The Senate passed the bill 14-10, sending it to Gov. John Lynch, who announced last week he will sign it.
“To me this legislation is a credit to our state. We’re making this move not because some court some place is telling us that we must,” said Democratic Sen. Joe Foster of Nashua. “We do so today because it is the right thing to do.”
“Live free or die,” as the state motto says.
I was listening to reaction to this on NPR yesterday, and continue to be astounded by two basic reactions I keep hearing from opponents to such measures:
- The sense that they are “losing” something because someone else is “getting” something. As if their platonic ideal of marriage is threatened with getting gay cooties on it, as if there’s only so much marriage mojo out there, and if it gets spread too thin, they won’t get their share.
- Talk about plugs.
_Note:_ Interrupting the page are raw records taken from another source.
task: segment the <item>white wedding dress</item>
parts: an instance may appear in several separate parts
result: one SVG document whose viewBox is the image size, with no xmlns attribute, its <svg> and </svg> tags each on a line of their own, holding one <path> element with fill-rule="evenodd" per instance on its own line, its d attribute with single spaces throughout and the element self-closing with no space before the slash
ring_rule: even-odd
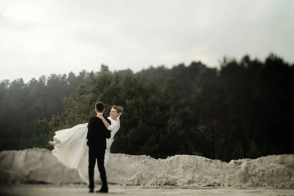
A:
<svg viewBox="0 0 294 196">
<path fill-rule="evenodd" d="M 110 147 L 113 142 L 114 135 L 119 130 L 121 126 L 119 115 L 117 121 L 108 117 L 111 124 L 118 123 L 118 126 L 111 131 L 110 138 L 106 139 L 106 149 L 105 150 L 104 165 L 107 163 Z M 88 172 L 89 147 L 87 146 L 87 133 L 88 123 L 78 124 L 71 128 L 60 130 L 55 132 L 53 141 L 55 142 L 54 148 L 52 154 L 64 165 L 73 169 L 76 169 L 81 178 L 89 184 Z M 97 165 L 95 166 L 95 178 L 99 175 Z M 98 176 L 99 176 L 98 175 Z"/>
</svg>

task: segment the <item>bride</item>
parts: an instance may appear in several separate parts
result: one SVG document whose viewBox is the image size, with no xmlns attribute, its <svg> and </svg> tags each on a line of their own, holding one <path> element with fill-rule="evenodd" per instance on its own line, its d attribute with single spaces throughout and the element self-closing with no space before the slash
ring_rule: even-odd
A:
<svg viewBox="0 0 294 196">
<path fill-rule="evenodd" d="M 109 139 L 106 139 L 104 165 L 108 160 L 110 147 L 114 140 L 114 135 L 121 126 L 120 117 L 123 111 L 122 107 L 114 105 L 110 111 L 109 117 L 107 118 L 111 122 L 111 125 L 109 126 L 108 124 L 105 126 L 111 131 L 111 135 Z M 99 116 L 101 115 L 98 114 L 97 117 L 101 118 Z M 103 120 L 102 121 L 106 122 Z M 54 149 L 52 150 L 52 154 L 64 165 L 77 169 L 81 178 L 89 184 L 89 147 L 87 146 L 86 139 L 87 125 L 88 122 L 78 124 L 71 128 L 56 131 L 53 138 L 53 141 L 49 142 L 49 143 L 54 146 Z M 98 174 L 99 172 L 97 167 L 95 170 L 94 173 Z"/>
</svg>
Lots of talk about plugs (and sockets) and how plugs (and sockets) are only meant to go one way, and going another way doesn’t make any sense, so why have the law recognize it (as if making sense was ever a basis for lawmaking)? And what’s with this obsession with plugs and sockets, given that most of the gay folks I’ve heard discussing the subject talk about it in terms of affection and commitment, not as a legal permission to engage in gay nookie. But that seems to be what some opponents (rather suspiciously) obsess on.